Discussion in 'Journalism topics only' started by Joe Williams, Apr 21, 2008.

  1. BrianGriffin

    BrianGriffin Active Member

    Here's my experience (and I know I'm late to the discussion):

    Our sports staff where I work in Louisiana had never had anything but white males in its entire history up until this winter, when we hired a black guy. Considering our city is almost 50/50 racially, I had become keenly aware of how our staff did not reflect the population of the city we covered. HOWEVER, the last time we had opened a search, there were exactly zero minority applicants (we wound up re-hiring the guy who had just left...he had decided that the grass was not really greener in his new job and asked to come back)...

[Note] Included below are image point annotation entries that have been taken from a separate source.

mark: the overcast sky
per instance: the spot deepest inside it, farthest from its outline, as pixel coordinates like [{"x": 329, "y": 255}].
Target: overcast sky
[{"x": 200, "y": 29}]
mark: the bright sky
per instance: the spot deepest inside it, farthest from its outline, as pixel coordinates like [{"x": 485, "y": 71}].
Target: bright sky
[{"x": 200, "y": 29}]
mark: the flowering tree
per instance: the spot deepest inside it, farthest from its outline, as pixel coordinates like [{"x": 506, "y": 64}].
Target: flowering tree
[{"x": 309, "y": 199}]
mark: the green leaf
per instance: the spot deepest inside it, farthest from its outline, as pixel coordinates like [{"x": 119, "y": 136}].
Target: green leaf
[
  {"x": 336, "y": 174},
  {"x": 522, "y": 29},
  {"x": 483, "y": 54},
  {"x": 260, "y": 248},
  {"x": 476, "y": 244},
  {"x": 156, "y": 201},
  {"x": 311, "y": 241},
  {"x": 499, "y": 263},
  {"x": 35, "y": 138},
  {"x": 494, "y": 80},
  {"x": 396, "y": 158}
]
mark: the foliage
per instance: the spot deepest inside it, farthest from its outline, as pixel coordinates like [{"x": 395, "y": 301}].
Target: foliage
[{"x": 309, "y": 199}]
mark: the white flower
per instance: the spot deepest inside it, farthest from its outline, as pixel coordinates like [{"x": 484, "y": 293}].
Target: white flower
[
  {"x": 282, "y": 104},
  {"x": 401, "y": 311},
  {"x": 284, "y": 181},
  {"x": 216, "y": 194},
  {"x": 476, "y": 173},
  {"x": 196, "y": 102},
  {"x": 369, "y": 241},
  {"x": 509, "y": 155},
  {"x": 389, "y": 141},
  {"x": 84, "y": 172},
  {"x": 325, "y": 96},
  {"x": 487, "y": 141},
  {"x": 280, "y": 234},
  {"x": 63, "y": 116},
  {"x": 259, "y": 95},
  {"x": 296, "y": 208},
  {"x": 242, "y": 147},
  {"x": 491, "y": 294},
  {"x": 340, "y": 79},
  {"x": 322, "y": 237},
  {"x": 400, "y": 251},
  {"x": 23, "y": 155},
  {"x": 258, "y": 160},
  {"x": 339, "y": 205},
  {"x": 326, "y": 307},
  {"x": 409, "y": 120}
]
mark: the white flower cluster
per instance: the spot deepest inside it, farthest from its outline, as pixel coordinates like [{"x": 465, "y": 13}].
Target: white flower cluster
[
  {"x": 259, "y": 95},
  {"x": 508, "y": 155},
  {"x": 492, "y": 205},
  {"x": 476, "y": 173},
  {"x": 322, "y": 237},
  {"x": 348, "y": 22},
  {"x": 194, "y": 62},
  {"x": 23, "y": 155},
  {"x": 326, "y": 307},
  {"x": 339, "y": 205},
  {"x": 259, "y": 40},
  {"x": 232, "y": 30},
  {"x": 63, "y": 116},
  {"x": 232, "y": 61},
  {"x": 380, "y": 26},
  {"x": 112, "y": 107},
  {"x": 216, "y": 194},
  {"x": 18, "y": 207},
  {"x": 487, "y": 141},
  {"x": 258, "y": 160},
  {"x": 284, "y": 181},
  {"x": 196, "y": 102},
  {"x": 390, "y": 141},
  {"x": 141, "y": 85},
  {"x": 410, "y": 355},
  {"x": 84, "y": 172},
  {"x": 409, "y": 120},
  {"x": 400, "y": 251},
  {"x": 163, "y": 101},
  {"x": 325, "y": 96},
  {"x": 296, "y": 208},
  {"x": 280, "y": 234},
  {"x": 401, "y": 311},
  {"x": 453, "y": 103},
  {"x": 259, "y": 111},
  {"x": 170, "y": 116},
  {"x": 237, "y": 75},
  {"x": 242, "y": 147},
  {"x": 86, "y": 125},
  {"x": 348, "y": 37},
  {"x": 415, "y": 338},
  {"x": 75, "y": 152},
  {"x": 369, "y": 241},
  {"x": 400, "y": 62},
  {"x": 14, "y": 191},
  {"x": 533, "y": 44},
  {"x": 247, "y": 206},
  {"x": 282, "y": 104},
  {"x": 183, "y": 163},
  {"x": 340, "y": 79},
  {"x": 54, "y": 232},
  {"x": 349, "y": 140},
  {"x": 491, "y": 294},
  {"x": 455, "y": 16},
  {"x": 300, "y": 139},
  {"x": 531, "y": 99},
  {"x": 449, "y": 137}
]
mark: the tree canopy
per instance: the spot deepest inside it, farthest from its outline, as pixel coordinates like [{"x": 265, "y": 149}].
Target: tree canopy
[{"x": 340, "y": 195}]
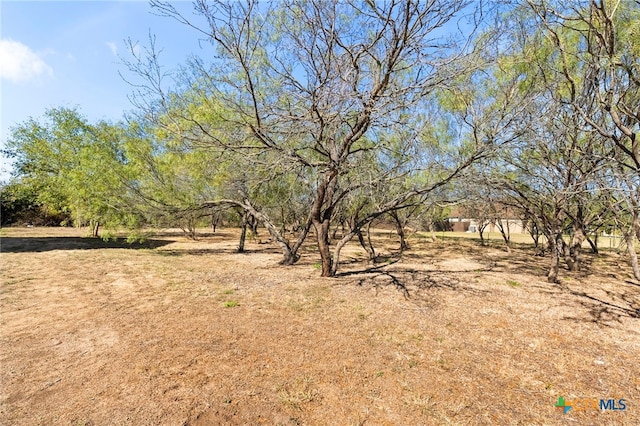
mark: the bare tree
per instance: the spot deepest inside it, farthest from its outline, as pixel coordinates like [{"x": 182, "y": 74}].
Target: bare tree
[{"x": 320, "y": 85}]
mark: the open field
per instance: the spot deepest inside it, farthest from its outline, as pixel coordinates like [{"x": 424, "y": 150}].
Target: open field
[{"x": 180, "y": 332}]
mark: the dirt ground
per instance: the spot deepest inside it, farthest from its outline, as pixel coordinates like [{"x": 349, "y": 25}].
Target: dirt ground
[{"x": 181, "y": 332}]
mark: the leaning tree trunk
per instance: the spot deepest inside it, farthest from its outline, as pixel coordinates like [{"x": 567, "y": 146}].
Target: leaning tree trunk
[
  {"x": 399, "y": 230},
  {"x": 322, "y": 233},
  {"x": 95, "y": 229},
  {"x": 505, "y": 232},
  {"x": 631, "y": 248},
  {"x": 243, "y": 231},
  {"x": 556, "y": 244}
]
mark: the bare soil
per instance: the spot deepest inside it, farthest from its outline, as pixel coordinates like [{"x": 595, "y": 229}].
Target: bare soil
[{"x": 181, "y": 332}]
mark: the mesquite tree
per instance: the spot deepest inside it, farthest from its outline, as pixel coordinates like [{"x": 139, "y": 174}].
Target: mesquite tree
[{"x": 319, "y": 86}]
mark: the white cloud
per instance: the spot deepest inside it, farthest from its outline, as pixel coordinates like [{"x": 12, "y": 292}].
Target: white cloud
[
  {"x": 18, "y": 63},
  {"x": 112, "y": 46}
]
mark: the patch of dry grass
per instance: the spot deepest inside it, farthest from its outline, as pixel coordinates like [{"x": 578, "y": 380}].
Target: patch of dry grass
[{"x": 447, "y": 333}]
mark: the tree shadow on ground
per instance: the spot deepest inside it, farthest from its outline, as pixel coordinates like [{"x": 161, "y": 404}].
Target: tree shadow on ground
[
  {"x": 43, "y": 244},
  {"x": 603, "y": 312},
  {"x": 412, "y": 283},
  {"x": 214, "y": 251}
]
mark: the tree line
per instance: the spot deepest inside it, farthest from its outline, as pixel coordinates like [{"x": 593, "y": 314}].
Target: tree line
[{"x": 321, "y": 117}]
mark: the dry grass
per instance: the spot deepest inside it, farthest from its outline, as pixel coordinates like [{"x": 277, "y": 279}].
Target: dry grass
[{"x": 188, "y": 332}]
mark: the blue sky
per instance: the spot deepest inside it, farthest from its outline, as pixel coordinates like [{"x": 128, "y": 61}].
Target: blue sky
[{"x": 55, "y": 53}]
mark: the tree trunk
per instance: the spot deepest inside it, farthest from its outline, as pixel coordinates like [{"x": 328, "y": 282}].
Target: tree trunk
[
  {"x": 371, "y": 254},
  {"x": 399, "y": 230},
  {"x": 243, "y": 231},
  {"x": 481, "y": 227},
  {"x": 372, "y": 251},
  {"x": 95, "y": 229},
  {"x": 556, "y": 244},
  {"x": 575, "y": 248},
  {"x": 505, "y": 232},
  {"x": 320, "y": 216},
  {"x": 322, "y": 233},
  {"x": 633, "y": 256},
  {"x": 593, "y": 243}
]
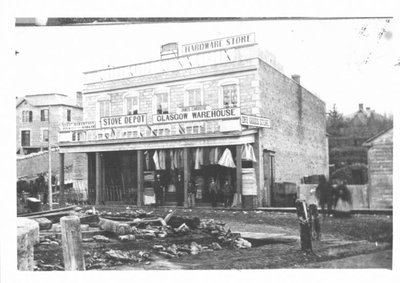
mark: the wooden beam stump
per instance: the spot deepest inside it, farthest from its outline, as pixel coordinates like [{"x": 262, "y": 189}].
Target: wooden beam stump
[
  {"x": 72, "y": 243},
  {"x": 27, "y": 237}
]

    How did we get our first minority staffer? We had a young father on our sports staff who wanted 9-to-5 hours for marriage/fatherhood reasons. News had a young (African-American) features writer who seemed more enthused about stringing for sports than he was for working on his news stories. So they traded spots, basically.

    What's the moral to the story? I'm not 100 percent sure. We never had a minority search and, eventually, we "diversified" anyway. But it was also a very unusual circumstance. Had this trade not happened, we probably would have gone into the next decade still without our first minority staffer, even as our city's racial balance tilts more black.

    Here's a second story that ties in. On the news side, the diversity question became an issue for us in the late 1990s. So the executive types decided to do a minority search. They were more thorough, and professional, about this search than they normally are (we tend to have regional candidates in mind when we start searches, which is hardly unusual). We wound up with a recent Stanford grad who really contributed to the staff, in my opinion, before he went off to bigger things. I think our paper improved for his having been here.

    So if a minority hire forces you to do a truly professional, nationwide search, then it wouldn't be the worst thing that could happen.
     
  2. Joe Williams

    Joe Williams Well-Known Member

    Job still open, to best of my knowledge. Not happy with candidates they have brought in -- or the candidates they brought in haven't been happy with the paper. Interviewing strictly according to the agenda cited, so far.
     
  3. outofplace

    outofplace Well-Known Member

    It is amazing how often we can't agree on that last point on these threads.
    But I have to say, this one has been better than most on the topic.
     
  4. Hammer Pants

    Hammer Pants Active Member

    I have no problem with a publisher, ME and SE going behind closed doors and saying, "We will not hire a white male for this position." But I see absolutely no point in broadcasting that decision. Just make the damn hire, and make sure you don't compromise your standards to do it.